The International Monetary Fund (IMF) cut its global growth outlook for this year and next, warning that the world economy may soon be on the cusp of an outright recession.
Global economic expansion will likely slow to 3.2 per cent this year, less than the 3.6 per cent forecast by the fund in April and the 4.4 per cent seen in January, the IMF said in an update to its World Economic Outlook released on July 26.
The series of interest-rate increases that central banks have unleashed to contain inflation “is expected to bite” in 2023, with global output growth set to slow to 2.9%, it said.
While the crisis lender is still forecasting positive growth, that will do little to quell rising concern of receding expansion or even outright recession in major economies as accelerating price increases eat away at incomes, savings and profits.
“The outlook has darkened significantly since April.

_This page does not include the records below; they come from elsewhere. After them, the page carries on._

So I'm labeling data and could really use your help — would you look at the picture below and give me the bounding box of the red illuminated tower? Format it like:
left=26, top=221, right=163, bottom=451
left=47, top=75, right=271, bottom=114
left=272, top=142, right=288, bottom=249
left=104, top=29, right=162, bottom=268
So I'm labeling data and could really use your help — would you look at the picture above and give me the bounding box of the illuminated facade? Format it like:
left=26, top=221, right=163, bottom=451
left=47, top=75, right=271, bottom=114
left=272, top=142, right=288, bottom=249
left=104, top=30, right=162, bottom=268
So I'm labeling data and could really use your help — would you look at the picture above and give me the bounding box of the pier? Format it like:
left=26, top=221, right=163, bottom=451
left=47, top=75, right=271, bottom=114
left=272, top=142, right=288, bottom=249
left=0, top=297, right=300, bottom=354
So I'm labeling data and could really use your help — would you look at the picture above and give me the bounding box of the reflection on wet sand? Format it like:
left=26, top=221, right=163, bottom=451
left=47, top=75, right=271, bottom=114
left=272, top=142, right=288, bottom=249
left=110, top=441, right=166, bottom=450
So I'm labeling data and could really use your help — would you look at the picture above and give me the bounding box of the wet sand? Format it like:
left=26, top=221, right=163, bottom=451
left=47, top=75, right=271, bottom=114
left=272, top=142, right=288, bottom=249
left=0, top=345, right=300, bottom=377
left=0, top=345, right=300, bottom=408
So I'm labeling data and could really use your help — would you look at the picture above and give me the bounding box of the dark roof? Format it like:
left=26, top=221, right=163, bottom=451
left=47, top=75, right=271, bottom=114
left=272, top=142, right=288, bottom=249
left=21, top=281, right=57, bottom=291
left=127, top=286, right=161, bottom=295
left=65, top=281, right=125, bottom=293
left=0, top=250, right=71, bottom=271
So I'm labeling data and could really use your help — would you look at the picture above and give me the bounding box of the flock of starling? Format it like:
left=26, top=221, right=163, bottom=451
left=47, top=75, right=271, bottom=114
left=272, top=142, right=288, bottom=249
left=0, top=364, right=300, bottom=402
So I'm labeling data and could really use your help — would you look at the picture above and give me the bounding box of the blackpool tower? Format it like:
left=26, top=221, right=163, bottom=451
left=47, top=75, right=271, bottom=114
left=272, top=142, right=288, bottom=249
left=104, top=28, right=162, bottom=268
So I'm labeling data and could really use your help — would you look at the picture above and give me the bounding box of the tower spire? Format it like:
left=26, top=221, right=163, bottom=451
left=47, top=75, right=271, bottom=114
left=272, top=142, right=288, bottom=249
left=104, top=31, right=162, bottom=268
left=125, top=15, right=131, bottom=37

The world may soon be teetering on the edge of a global recession, only two years after the last one,” Pierre-Olivier Gourinchas, the IMF’s chief economist, said in a blog accompanying the release of the update.
Consumer prices have consistently climbed more quickly than expected, with the fund seeing inflation accelerating even further this year as higher food and energy costs couple with lingering supply-and-demand imbalances. It now projects the global consumer-price gauge to increase 8.3 per cent this year, which would be the biggest jump since 1996. The April estimate was 7.4 per cent.